I’m trying to find a way to know what processes are using memory whenever a memory threshold is triggered. Ideally this information would be part of the memory check and not a separate check altogether. There are quite a few checks out there for both *nix and Windows for memory utilization, but I can’t seem to find any that tell you what is actually using the excessive amount of RAM. When you already know the process name or pid, you can craft checks to monitor the info on that particular process, but there’s always a chance of an unknown process using the memory.
Has anyone else tackled this issue? If so how? How are you storing the historical memory usage per process? Are you able to reference this in any graphs or reports? Ideally I’d like to have a mouseover in grafana that shows the top n processes when hovering over a memory usage graph.
Just thinking out loud here…the issue is that everything I have is mostly saved in a TSDB, everything from the checks at least. Maybe some perfdata output is stored in the icinga2 DB…not sure. But for the historical process info, that stuff would need to be put into something that can handle strings…so not graphite/whisper, something meant to handle event logging.

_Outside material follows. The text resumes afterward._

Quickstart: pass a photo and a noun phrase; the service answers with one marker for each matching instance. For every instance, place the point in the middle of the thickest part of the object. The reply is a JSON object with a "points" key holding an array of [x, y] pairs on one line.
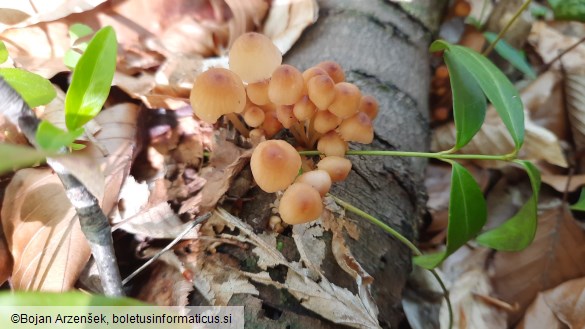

I don’t know, just hoping somebody else has handled this.
-m, --metric=TYPE
Check thresholds against metric. Valid types:
PROCS - number of processes (default)
VSZ - virtual memory size
RSS - resident set memory size
CPU - percentage CPU
ELAPSED - time elapsed in seconds
check_procs -w 50000 -c 100000 --metric=VSZ
Alert if VSZ of any processes over 50K or 100K
check_procs -w 10 -c 20 --metric=CPU
Alert if CPU of any processes over 10%% or 20%%